Employers have the power to hire, fire, transfer and schedule workers they deem “uncooperative” if they insist on being paid for hours worked. (The nerve!) Supervisor pressures would make it unlikely comp time would be truly voluntary; management has the exclusive power to approve when comp time can be used under this measure.
And the temptation for employers would be colossal. Comp time would be a loan of labor that becomes an outright gift if unused.
In a letter to lawmakers, AFL-CIO Legislative Director Bill Samuel said the comp time for overtime bill would hurt millions of workers by depriving them of pay they need. After all, people cannot buy food or fuel, pay rent or utilities with time off.
“The Working Families Flexibility Act (HR1180) would weaken overtime protections under the Fair Labor Standards Act (FLSA), reduce take-home pay for millions of workers, and result in longer hours, more unpredictable schedules, and higher day care costs for working parents,” Samuel said.
“The FLSA established the 40-hour workweek to allow employees to spend more time away from work. The only incentive to uphold the 40-hour workweek is the requirement that employers pay a time-and-a-half cash premium for overtime. The FLSA discourages [firms] from demanding excessive hours by making overtime work more expensive.”

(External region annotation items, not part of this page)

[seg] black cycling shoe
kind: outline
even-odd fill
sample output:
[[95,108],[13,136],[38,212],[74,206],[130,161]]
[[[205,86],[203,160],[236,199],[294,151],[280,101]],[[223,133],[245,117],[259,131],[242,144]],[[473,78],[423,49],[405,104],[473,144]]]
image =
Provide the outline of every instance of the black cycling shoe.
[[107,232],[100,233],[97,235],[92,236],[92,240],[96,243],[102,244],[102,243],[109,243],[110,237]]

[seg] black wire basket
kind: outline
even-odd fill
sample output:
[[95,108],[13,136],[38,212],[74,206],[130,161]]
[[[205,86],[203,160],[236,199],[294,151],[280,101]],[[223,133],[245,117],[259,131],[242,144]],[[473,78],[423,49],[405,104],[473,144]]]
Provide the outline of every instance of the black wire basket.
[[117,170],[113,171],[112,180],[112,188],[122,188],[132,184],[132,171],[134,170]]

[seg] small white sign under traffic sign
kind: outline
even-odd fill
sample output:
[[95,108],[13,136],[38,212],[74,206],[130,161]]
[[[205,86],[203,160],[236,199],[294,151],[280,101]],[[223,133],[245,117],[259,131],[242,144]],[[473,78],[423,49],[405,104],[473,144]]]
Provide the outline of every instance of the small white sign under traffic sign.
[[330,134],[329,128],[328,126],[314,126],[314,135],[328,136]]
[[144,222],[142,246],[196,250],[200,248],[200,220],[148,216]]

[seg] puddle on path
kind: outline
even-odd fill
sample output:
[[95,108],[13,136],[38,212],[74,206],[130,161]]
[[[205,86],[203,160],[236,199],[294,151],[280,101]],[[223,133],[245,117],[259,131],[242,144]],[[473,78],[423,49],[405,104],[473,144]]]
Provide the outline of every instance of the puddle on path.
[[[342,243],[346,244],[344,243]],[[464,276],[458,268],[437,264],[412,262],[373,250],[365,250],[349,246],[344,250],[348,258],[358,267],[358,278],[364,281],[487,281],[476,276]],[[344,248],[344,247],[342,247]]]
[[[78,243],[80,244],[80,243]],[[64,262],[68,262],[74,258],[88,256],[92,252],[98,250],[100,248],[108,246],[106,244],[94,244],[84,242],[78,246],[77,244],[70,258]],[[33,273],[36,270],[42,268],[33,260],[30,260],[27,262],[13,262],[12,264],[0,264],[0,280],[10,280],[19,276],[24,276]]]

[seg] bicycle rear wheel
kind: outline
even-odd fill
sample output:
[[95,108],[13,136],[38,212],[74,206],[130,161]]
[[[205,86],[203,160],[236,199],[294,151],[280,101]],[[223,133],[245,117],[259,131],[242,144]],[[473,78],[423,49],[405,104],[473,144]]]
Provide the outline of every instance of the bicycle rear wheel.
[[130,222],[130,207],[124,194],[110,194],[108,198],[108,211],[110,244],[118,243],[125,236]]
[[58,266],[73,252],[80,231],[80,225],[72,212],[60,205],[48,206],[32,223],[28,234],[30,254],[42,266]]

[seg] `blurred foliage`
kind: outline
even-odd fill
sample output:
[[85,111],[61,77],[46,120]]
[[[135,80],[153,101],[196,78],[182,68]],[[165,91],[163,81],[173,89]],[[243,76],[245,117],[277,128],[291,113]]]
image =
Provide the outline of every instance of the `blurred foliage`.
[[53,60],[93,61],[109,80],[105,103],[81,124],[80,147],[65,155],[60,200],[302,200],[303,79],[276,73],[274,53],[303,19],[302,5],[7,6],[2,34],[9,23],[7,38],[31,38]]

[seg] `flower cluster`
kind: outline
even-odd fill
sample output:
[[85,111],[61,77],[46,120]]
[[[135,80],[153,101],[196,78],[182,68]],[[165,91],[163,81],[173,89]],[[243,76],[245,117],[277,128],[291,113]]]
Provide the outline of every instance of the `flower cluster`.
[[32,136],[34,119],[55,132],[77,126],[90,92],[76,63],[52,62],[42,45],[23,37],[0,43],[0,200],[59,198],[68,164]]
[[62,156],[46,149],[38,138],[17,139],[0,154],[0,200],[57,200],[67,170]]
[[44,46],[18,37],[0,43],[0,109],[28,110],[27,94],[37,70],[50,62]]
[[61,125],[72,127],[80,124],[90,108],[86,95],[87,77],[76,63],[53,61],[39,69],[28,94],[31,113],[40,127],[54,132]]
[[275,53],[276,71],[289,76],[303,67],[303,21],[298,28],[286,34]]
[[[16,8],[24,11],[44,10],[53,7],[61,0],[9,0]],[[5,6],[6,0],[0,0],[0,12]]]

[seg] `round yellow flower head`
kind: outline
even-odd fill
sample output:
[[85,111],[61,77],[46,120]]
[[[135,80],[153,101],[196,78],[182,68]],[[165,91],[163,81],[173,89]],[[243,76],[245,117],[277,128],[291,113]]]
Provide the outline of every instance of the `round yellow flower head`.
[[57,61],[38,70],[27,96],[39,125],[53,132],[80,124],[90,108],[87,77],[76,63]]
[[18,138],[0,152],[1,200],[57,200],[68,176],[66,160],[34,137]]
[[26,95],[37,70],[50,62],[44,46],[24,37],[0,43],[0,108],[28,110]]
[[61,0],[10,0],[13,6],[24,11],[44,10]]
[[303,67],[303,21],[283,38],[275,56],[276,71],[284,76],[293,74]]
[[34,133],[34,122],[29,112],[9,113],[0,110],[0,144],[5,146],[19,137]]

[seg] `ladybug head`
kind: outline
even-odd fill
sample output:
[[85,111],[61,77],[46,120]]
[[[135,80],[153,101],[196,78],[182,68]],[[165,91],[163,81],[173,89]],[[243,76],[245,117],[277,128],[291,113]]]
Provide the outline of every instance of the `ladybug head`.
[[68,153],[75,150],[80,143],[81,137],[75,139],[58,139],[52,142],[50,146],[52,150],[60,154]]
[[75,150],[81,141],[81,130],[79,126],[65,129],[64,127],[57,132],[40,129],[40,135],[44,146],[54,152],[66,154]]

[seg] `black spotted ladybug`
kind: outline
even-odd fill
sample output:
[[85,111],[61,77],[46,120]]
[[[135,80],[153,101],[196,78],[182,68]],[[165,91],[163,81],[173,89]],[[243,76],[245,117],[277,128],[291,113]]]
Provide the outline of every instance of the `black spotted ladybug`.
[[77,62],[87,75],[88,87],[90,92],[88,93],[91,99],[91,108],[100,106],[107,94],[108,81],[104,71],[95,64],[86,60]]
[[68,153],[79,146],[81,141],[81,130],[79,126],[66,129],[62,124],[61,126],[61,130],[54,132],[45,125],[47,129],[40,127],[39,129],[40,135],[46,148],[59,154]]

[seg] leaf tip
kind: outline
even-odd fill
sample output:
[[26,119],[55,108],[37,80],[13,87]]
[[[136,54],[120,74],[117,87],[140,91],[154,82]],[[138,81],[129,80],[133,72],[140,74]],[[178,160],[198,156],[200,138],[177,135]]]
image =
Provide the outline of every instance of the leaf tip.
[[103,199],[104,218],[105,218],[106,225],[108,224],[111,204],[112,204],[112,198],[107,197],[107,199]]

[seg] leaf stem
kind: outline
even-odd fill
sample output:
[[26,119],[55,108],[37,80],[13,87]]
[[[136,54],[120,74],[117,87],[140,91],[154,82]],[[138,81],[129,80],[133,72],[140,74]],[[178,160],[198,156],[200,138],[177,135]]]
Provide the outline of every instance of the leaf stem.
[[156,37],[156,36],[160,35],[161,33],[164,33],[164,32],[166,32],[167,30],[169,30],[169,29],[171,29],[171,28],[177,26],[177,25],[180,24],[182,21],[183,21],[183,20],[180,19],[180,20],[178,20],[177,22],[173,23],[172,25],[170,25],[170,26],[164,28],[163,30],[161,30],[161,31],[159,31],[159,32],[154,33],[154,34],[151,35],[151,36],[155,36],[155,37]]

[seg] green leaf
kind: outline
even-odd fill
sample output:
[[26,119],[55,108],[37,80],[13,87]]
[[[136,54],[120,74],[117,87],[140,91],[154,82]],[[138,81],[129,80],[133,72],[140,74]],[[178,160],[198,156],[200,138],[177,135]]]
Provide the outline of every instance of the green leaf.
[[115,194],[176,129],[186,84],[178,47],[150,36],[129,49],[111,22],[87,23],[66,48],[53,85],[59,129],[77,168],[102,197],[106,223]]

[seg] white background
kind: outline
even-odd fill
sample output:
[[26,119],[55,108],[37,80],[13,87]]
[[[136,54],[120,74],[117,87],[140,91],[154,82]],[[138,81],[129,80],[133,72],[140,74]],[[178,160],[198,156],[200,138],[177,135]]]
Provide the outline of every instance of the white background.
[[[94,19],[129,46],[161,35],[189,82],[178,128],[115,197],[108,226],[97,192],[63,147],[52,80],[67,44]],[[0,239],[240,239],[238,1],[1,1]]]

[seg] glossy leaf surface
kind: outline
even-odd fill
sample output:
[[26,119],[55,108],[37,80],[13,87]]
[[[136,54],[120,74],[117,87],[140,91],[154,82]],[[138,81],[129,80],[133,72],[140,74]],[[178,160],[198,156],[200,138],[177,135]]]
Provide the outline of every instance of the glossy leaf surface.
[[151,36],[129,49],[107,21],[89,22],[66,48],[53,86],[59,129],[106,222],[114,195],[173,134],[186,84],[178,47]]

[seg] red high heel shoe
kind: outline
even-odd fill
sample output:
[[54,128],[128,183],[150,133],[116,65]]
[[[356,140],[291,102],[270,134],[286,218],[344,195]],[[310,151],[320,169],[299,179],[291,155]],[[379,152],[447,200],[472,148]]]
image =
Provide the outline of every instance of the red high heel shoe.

Even if somehow applied fairly, the GOP legislation “would reduce take-home pay for millions of workers who are compensated with time off rather than cash. These workers would no longer receive any supplementary income as a result of their overtime work.”
The bill is also a barely disguised attack on President Obama’s 2016 landmark modernization of the overtime rule, which sought to double the wage threshold for overtime pay, extending OT pay to millions of workers. A Texas judge blocked the rule, and it’s doubtful the Trump administration will appeal that decision.
The 40-hour week stems from FLSA, which for 79 years has guaranteed fair pay for overtime work, and besides discouraging companies from overworking employees, it encourges them to hire more workers to meet their staffing needs).
“Literally, this is a complete and total fraud. [It] doesn’t give any new rights to workers that they don’t have now,” said Ross Eisenbrey of the Economic Policy Institute. “But it does give new rights to employers.”
In reality, it could cause a storm that erodes the levee of labor rights protecting workers from outright exploitation, and the flood would be devastating.